8/10
A lovely piece of magic relaism from Poland.
3 March 2022
Zhenia, (Alec Utgoff), is a kind of itinerant masseur who's also something of a shamen. He was born in Chernobyl seven years to the day before the accident and as a client suggests he may be radioactive. He's now plying his trade around a fancy gated estate in Poland, the kind of place where the Stepford Wives might live. There's no backstory to Zhenia other than he can hypnotise people and momentarily take over their lives, (that's how he seems to have got his work permit), and Malgorzata Szumowska and Michal Englert's wonderful film "Never Gonna Snow Again" could be a Polish 'Wizard of Oz' before Dorothy came on the scene as Zhenia makes himself at home in other people's houses, bending them to his will while simultaneously becoming a little like them for a time.

'Realism' in the conventional sense is conspicuously absent.

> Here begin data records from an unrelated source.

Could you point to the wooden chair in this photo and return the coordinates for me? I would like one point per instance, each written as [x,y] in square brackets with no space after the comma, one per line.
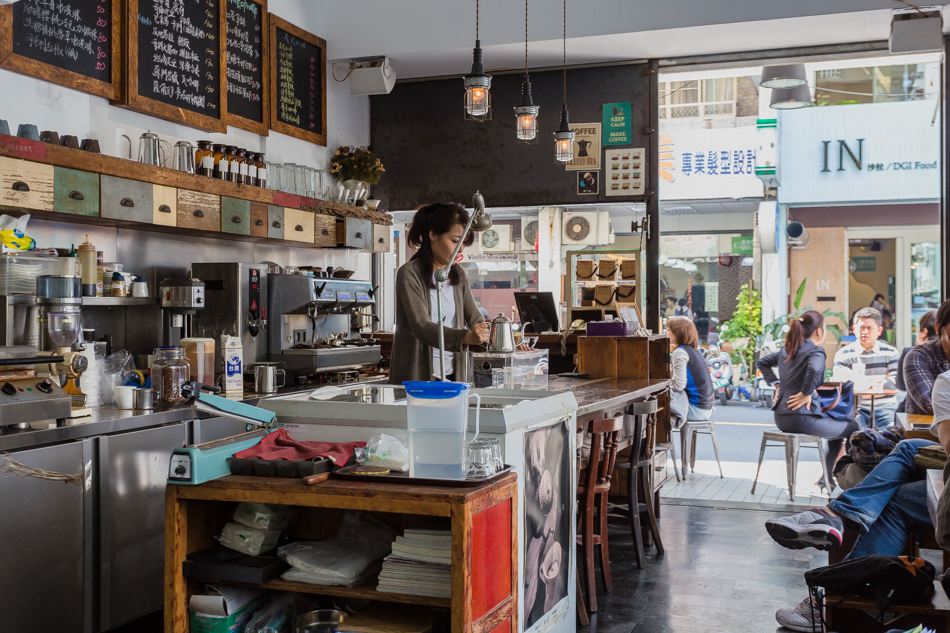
[593,489]
[640,490]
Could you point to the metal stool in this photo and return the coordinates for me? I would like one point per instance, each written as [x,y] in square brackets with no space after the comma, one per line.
[792,442]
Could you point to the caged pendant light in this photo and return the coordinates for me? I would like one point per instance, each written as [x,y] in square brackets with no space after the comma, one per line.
[564,137]
[477,84]
[526,114]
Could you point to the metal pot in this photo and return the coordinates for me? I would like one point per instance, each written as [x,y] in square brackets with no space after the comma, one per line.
[501,338]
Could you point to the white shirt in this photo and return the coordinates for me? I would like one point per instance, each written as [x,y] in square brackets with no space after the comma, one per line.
[448,319]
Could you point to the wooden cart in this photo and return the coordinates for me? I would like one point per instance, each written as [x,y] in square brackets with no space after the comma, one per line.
[484,539]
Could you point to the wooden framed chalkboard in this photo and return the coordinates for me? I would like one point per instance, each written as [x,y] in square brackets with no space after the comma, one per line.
[74,43]
[248,69]
[298,82]
[176,61]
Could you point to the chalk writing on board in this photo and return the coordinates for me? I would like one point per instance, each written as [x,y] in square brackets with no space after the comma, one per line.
[73,35]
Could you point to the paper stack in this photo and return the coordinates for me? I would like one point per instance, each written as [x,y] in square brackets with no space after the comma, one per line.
[420,563]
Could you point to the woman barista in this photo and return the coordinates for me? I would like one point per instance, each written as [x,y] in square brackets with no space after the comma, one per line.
[435,232]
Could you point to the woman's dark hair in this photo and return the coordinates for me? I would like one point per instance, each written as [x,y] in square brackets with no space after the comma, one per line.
[438,218]
[800,329]
[927,323]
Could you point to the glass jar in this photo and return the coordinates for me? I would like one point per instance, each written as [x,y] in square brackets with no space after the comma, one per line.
[204,159]
[220,162]
[170,371]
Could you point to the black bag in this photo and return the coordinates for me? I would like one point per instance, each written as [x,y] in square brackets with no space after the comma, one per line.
[837,400]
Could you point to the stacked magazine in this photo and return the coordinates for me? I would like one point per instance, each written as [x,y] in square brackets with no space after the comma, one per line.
[420,563]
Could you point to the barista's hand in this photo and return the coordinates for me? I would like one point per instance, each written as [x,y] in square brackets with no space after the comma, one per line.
[478,334]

I mean, how did Zhenia get in touch with these clients, all living within walking distance of each other in this strangely bland community? What's his purpose there and who exactly is he and why can he move a glass across a table without touching it? Teasingly these are questions Szumowska and Englert want us to ask without giving us any answers.

Naturally, it's a comedy and a rather black one though it's never particularly funny. Whimsical would be a better term. It might even remind you a little of Pasolini's "Theorem" and visually it's often quite extraordinary. That it slipped by, virtually unnoticed, even in the art-house circuit, is a shame since it is totally engaging from start to finish. Do try to see it.